Takuji Hamanaka, “Stream” (2019), cut and pasted monochrome woodblock, printed papers, mounted on museum board, 32 x 25 1/2 inches

The depiction of moving water, as in a rushing stream, is both simple and impossible; how do you picture similarity and constant change at the same time? This is one of the things Hamanaka appears to have done in “Stream.” He has transformed a familiar sight into its abstract counterpart, so that it can be viewed as a work unto itself, uncoupled from its referent.

There are seven works in the exhibition, with six measuring exactly the same: 32 by 25 ½ inches. The seventh, “Water, Light, Wave” (2019) measures 22 by17 inches. The palette consists of faded primary and secondary colors with browns and blacks, with the cut sheets of paper carefully fitted together. The gradations vary slightly from rectangle to rectangle, so that each sheet seems to be struck by an unseen light.

The overall arrangement and palette varies from work to work. At times, I felt as if I were looking at the cracked surface of something unrecognizable. Other times, the repeating bands establish a rhythm, which the limited colors counteract, calling for closer scrutiny. At no point did I lose track of the fact that these painstaking splicings of color and arrangements of form were done with paper. The surface of each work felt both visual and physical. These works seem to have been made by a mason who lives in heightened state of consciousness.

Takuji Hamanaka, “Windows in a Foreign Shore” (2019), cut and pasted monochrome woodblock, printed papers, mounted on museum board, 32 x 25 1/2 inches

In addition to reviving a 19th-century woodcutting technique, Hamanaka has expanded the domain of Op Art, complicating what Richard Anuszkiewicz, Bridget Riley, and Julian Stanczak did with pulsating visual effects and sharp graphic contrasts.

Hamanka’s color contrasts are subtle and each color is a gradation, rather than a solid shape. Essentially, he has taken the primary ingredients of Op (large forms and rhythmic visual repetitions) and turned them into smaller sections and interrupted, gradated patterns.

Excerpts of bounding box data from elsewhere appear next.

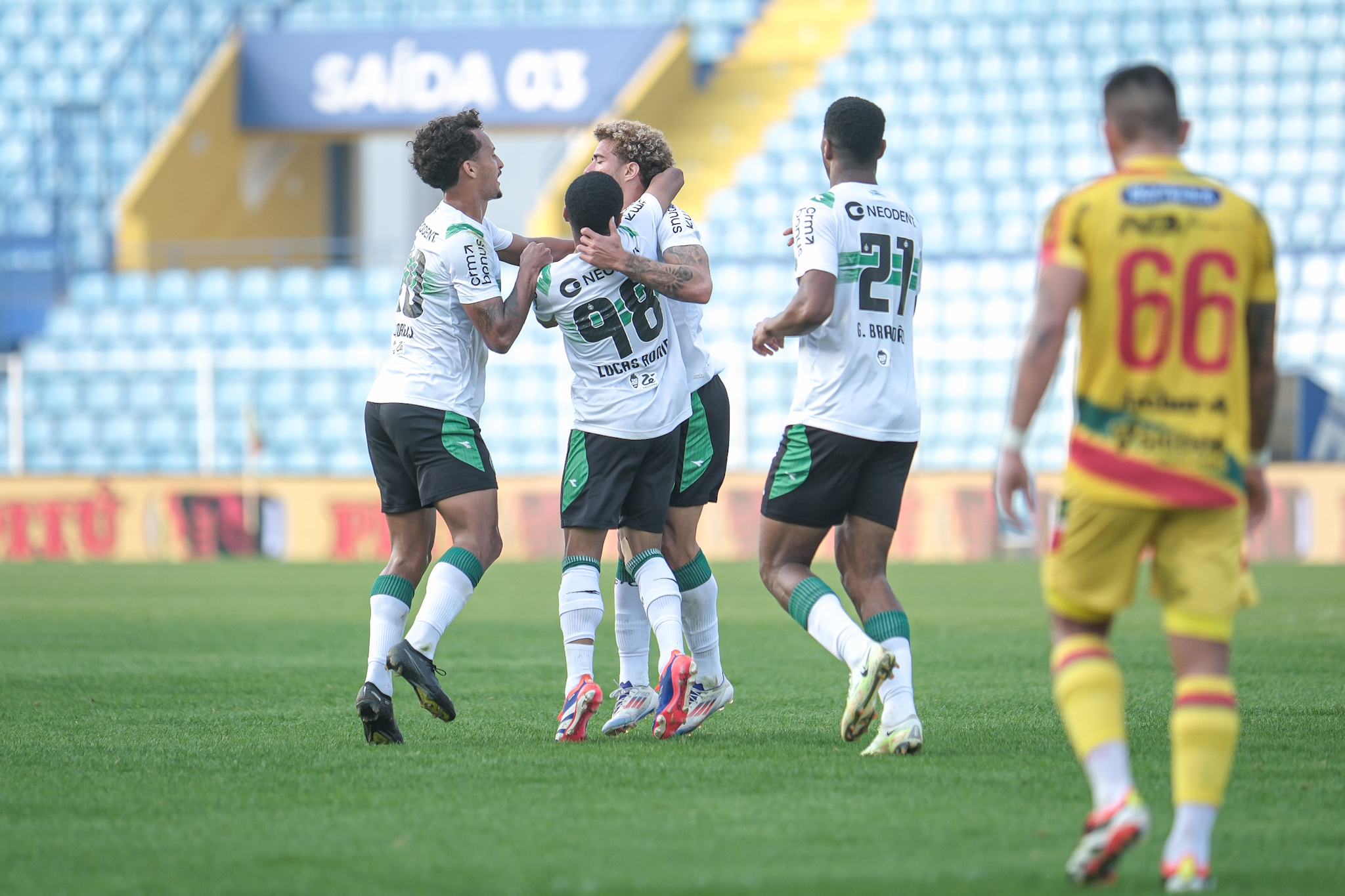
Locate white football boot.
[603,681,659,736]
[860,716,924,756]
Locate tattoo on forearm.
[627,246,710,298]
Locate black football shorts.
[364,402,499,513]
[761,423,916,529]
[561,430,678,532]
[669,376,729,507]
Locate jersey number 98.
[574,281,663,357]
[1116,249,1237,373]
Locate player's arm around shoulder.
[752,268,837,356]
[1243,207,1279,529]
[752,199,841,354]
[458,242,552,354]
[498,234,574,267]
[996,236,1088,526]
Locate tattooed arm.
[996,265,1087,525]
[463,243,552,354]
[1244,302,1279,528]
[576,222,714,305]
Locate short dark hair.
[1101,64,1181,142]
[822,96,888,165]
[565,171,624,236]
[410,109,481,190]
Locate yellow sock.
[1050,634,1126,761]
[1172,675,1239,806]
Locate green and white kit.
[535,194,692,439]
[368,203,514,421]
[787,182,923,442]
[640,203,725,393]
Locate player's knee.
[384,551,429,586]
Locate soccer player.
[576,121,733,735]
[752,96,924,756]
[997,66,1275,892]
[537,168,695,742]
[355,109,573,744]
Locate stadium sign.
[238,28,667,131]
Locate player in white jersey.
[355,109,573,743]
[752,96,924,755]
[537,168,695,740]
[576,121,733,735]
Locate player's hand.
[1243,465,1269,532]
[752,321,784,357]
[574,218,629,270]
[518,242,552,276]
[996,449,1037,529]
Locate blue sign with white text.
[238,27,669,131]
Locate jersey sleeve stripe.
[1069,435,1237,508]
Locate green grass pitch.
[0,563,1345,896]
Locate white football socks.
[613,563,650,685]
[364,594,410,697]
[1084,740,1136,810]
[1164,803,1218,866]
[406,548,480,660]
[878,637,916,725]
[560,556,603,694]
[676,553,724,688]
[808,594,873,669]
[629,548,682,675]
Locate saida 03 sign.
[238,28,669,132]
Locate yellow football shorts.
[1041,496,1258,642]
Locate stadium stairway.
[530,0,873,236]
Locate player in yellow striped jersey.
[997,66,1275,892]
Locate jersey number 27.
[860,234,919,316]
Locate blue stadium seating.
[0,0,1345,474]
[0,0,760,270]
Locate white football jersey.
[640,205,725,393]
[788,182,921,442]
[537,195,692,439]
[368,203,514,421]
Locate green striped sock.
[561,553,603,574]
[864,610,910,643]
[672,551,710,591]
[629,548,663,578]
[789,575,835,631]
[439,545,485,588]
[368,575,416,606]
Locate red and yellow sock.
[1170,675,1239,806]
[1050,634,1126,761]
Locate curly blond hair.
[593,118,672,186]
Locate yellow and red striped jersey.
[1041,156,1275,508]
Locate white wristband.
[1000,423,1028,452]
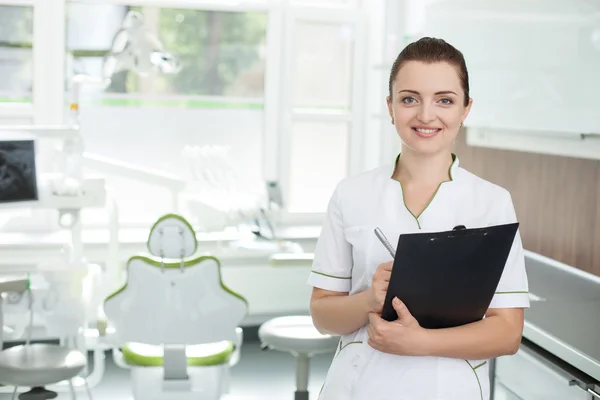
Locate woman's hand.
[368,261,394,314]
[367,298,427,356]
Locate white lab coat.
[308,156,529,400]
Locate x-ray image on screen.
[0,140,38,203]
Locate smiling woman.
[309,38,529,400]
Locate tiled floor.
[0,341,333,400]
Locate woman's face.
[387,61,471,155]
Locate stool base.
[294,390,308,400]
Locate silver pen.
[374,228,396,258]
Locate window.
[67,2,267,226]
[282,11,361,214]
[0,5,33,103]
[68,4,267,99]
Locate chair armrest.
[229,327,244,367]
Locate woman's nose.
[417,105,435,124]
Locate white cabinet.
[421,0,600,137]
[494,340,592,400]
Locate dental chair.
[104,215,248,400]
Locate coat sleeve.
[308,185,352,292]
[489,192,529,308]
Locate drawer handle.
[588,388,600,399]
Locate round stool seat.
[0,343,87,386]
[258,316,340,354]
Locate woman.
[309,38,529,400]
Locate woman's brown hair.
[389,37,469,107]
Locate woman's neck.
[393,149,454,185]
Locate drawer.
[495,341,595,400]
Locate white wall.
[81,104,263,222]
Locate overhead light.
[102,11,181,84]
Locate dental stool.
[258,316,340,400]
[104,215,248,400]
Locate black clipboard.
[381,222,519,329]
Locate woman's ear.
[462,98,473,122]
[385,96,394,125]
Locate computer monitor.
[0,140,39,204]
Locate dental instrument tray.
[382,222,519,329]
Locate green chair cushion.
[122,341,235,367]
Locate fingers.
[392,297,416,326]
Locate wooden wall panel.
[456,133,600,276]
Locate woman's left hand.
[367,298,427,356]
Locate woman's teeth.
[413,128,439,133]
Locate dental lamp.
[0,11,181,393]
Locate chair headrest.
[148,214,198,258]
[104,256,248,345]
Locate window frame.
[0,0,380,233]
[277,6,366,225]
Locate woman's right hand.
[368,261,394,314]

The effect is the opposite of what happens when you look at a crisply colored painting by Riley or Anuszkiewicz. In Hamanaka’s works, the shapes hover between coming into sharper focus and fading from view. Examining the surface, you begin to get lost in the looking. That state of getting lost happens differently in each work.

In “Windows in a Foreign Shore” (2019), the shift between figure and ground never settles into something fixed. The eye keeps moving around the surface, trying to decide whether it is the open tubular parallelograms or the negative shapes inside of them that anchor the composition. Again, Hamanaka pulls off the impossible: he combines repetition and disruption so smoothly that you cannot find the seam between the two. The effect is spellbinding and unsettling. At times, the forms seem to exist in a state of blur. I don’t know of another artist who attains this reverberating visual state.

Takuji Hamanaka is on view at Kristen Lorello (195 Chrystie Street, Lobby (between Rivington and Stanton), Lower East Side, Manhattan) though today.